When you get your braces on, you may feel general soreness in your mouth and teeth may be tender to biting pressures for three to five days. If the tenderness is severe, take aspirin or whatever you normally take for a headache or similar pain. The lips, cheeks and tongue may also become irritated for one to two weeks as they toughen and become accustomed to the surface of the braces. You can put wax on the braces to lessen this. We’ll show you how!
Loosening of Teeth
This is to be expected throughout treatment. Don’t worry! It’s normal. Teeth must loosen first so they can be moved. The teeth will again become rigidly fixed in their new – corrected – positions.
Loose Wire or Band
Don’t be alarmed if a wire or band comes loose. This happens occasionally. If wire protrudes and is irritating, use a blunt instrument (back of spoon or the eraser end of a pencil) and carefully, gently push the irritating wire under the archwire. Simply get it out of the way. If irritation to the lips or mouth continues, place wax to reduce the annoyance. Call our office as soon as possible for an appointment to check and repair the appliances. If any piece comes off, save it and bring it with you to the office.
Care of Appliances
To successfully complete the treatment plan, the patient must work together with the orthodontist. The teeth and jaws can only move toward their corrected positions if the patient consistently wears the rubber bands, headgear or other appliances as prescribed. Damaged appliances lengthen the treatment time.
It’s more important than ever to brush and floss regularly when you have braces, so the teeth and gums are healthy after orthodontic treatment. Patients who do not keep their teeth clean may require more frequent visits to the dentist for a professional cleaning. Adults who have a history of gum disease should also see a periodontist during orthodontic treatment.
If you play sports, it’s important that you consult us for special precautions. A protective mouthguard is advised for playing contact sports. In case of any accident involving the face, check your mouth and the appliances immediately. If teeth are loosened or the appliances damaged, phone at once for an appointment. In the meantime, treat your discomfort as you would treat any general soreness.

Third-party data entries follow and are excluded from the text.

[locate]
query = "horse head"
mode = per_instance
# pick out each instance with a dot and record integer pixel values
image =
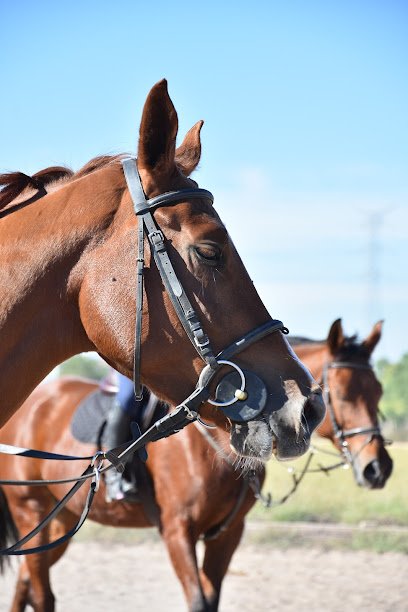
(210, 273)
(352, 394)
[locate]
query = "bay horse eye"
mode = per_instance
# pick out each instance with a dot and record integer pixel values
(210, 254)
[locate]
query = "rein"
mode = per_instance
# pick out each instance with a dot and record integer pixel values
(188, 410)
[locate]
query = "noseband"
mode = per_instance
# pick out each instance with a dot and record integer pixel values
(340, 433)
(242, 395)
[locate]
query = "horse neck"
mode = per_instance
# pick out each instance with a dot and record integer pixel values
(40, 324)
(315, 355)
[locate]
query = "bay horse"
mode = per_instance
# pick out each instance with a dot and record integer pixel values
(69, 259)
(198, 490)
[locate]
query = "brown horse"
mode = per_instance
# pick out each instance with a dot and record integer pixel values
(195, 485)
(68, 285)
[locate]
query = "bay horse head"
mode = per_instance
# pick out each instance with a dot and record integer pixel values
(88, 246)
(352, 394)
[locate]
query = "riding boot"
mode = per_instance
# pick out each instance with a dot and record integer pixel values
(117, 431)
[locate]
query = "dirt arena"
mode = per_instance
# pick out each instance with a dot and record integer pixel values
(100, 576)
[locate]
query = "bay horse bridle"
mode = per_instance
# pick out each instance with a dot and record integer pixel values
(340, 433)
(246, 402)
(249, 398)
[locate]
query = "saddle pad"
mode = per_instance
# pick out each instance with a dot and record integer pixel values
(90, 417)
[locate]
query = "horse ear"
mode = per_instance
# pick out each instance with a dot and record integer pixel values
(158, 131)
(335, 339)
(189, 152)
(373, 338)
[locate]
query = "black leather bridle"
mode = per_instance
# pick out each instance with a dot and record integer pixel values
(143, 208)
(340, 433)
(246, 402)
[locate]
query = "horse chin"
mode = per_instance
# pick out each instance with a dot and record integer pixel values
(260, 440)
(253, 439)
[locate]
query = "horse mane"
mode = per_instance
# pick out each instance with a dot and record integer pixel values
(296, 340)
(14, 183)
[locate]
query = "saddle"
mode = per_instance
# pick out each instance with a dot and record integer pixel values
(88, 425)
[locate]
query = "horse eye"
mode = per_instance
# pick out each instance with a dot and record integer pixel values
(208, 253)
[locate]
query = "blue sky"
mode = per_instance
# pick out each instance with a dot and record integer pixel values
(305, 137)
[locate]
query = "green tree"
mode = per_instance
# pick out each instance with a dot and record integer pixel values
(89, 366)
(394, 378)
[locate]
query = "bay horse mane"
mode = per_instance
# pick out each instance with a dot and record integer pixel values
(16, 184)
(351, 346)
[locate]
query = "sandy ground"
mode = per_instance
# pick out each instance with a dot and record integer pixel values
(97, 576)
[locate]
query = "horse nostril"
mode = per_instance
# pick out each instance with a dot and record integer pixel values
(373, 475)
(314, 410)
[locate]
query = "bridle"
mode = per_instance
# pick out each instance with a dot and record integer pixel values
(340, 433)
(248, 398)
(244, 403)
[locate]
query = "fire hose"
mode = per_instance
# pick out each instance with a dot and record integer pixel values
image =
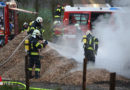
(5, 61)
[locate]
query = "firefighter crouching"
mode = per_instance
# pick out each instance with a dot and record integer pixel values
(25, 26)
(90, 46)
(58, 11)
(37, 24)
(35, 45)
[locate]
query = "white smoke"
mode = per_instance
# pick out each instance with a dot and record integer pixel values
(114, 42)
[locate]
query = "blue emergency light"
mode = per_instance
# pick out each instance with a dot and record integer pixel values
(2, 4)
(114, 8)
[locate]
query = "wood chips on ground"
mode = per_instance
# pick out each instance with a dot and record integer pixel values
(54, 67)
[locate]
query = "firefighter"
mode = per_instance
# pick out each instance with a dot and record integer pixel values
(58, 12)
(25, 26)
(36, 43)
(37, 24)
(90, 46)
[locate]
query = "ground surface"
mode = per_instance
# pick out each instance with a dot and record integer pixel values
(57, 71)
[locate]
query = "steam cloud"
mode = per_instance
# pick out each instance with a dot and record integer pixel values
(114, 42)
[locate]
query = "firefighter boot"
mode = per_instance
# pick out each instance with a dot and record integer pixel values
(37, 74)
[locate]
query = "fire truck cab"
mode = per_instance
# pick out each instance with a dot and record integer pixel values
(7, 22)
(78, 19)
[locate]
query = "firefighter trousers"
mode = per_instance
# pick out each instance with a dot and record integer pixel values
(89, 54)
(34, 61)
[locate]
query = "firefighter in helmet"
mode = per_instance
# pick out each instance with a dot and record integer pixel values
(37, 24)
(90, 46)
(25, 26)
(58, 11)
(36, 43)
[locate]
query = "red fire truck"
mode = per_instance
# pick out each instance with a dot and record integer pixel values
(78, 19)
(9, 21)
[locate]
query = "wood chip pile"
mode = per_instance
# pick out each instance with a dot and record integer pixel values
(54, 67)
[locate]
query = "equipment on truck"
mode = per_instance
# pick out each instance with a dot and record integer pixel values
(83, 16)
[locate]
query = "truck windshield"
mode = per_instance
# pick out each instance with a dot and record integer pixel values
(81, 19)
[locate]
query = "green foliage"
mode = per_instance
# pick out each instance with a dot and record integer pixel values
(58, 88)
(6, 87)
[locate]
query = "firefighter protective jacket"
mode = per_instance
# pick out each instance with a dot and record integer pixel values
(58, 12)
(34, 46)
(90, 42)
(34, 26)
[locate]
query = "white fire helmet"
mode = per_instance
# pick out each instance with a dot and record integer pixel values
(88, 32)
(36, 33)
(39, 19)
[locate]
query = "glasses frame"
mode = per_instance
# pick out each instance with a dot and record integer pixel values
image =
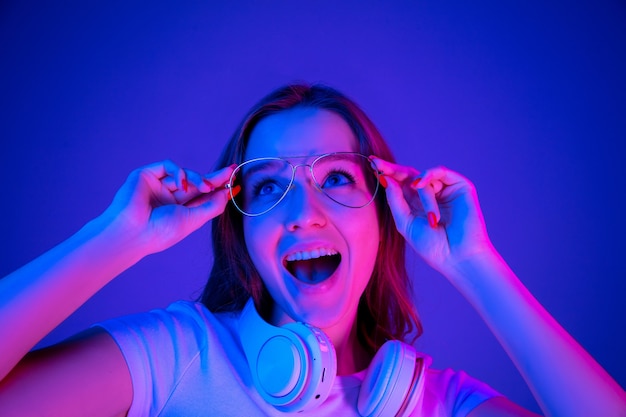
(231, 180)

You might be surprised to learn that you may be able to temporarily solve many problems yourself until you schedule an appointment with our office. Allowing your appliance to remain damaged for an extended period of time may be detrimental to your teeth and result in disruptions in your treatment plan.
The following solutions may help you relieve your discomfort:
Using a pencil eraser, push the poking wire down or place wax on it to alleviate the discomfort.
Loose Bracket or Band
If your bracket or band is still attached to the wire, you should leave it in place and put wax on it. If the band or bracket comes out entirely, bring it with you to be replaced at your next appointment.
Using tweezers, try to place your wire back into place. If doing this and using wax does not help, as a last resort use a small fingernail clipper to clip the wire behind the last tooth to which it is securely fastened. If your discomfort continues, place wax on it.
If your appliance is poking you, place wax on the offending part of your appliance and call our office.